# Running for cover!



## MT Stringer (May 21, 2004)

Wednesday afternoon, I went to Surfside Jetty Park to shoot birds and boats. A thunderstorm (w/lightening) was brewing north of Freeport and the offshore boats were streaming through the jetties heading to safe harbor before the weather got too rough.

Anyone know these boaters?

Mike




























The sky was a dark blue and the lightening was threatening.


----------



## Angler 1 (Apr 27, 2005)

nice pictures


----------



## salth2o (Sep 21, 2004)

nice pics. 

What is the blue barrel on top of the Vaquero for? I know I am showing my lack of off-shore knowledge.


----------



## WillfishforFood (Apr 28, 2009)

that looks like an empty fuel drum. took it off the deck for more space. 
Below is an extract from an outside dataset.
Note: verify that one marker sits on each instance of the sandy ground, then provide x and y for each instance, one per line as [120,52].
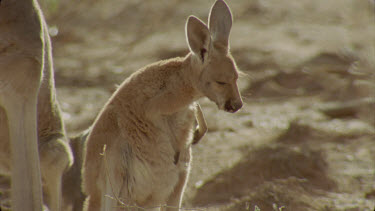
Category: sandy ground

Oh and really nice pics. I guess ill have to take the Panga through there and get my pic taken.


----------



## koncept1 (Jan 27, 2009)

cool pics!


----------



## scruffiest1 (Nov 7, 2005)

the plastic drum was probably a 55gal bait bucket. i don't offshore fish , but a couple of my buddies use those as portable livewells.they catcha bunch of piggies and put them in the drum pump cleanwater in add an aerator and good to go


----------



## Mike Jennings (Oct 11, 2005)

El Vaquero !

Thats me , and it is an empty fuel drum , 

Nice pictures Mike , i need some new shots of both boats for the web sites , we need to talk !


----------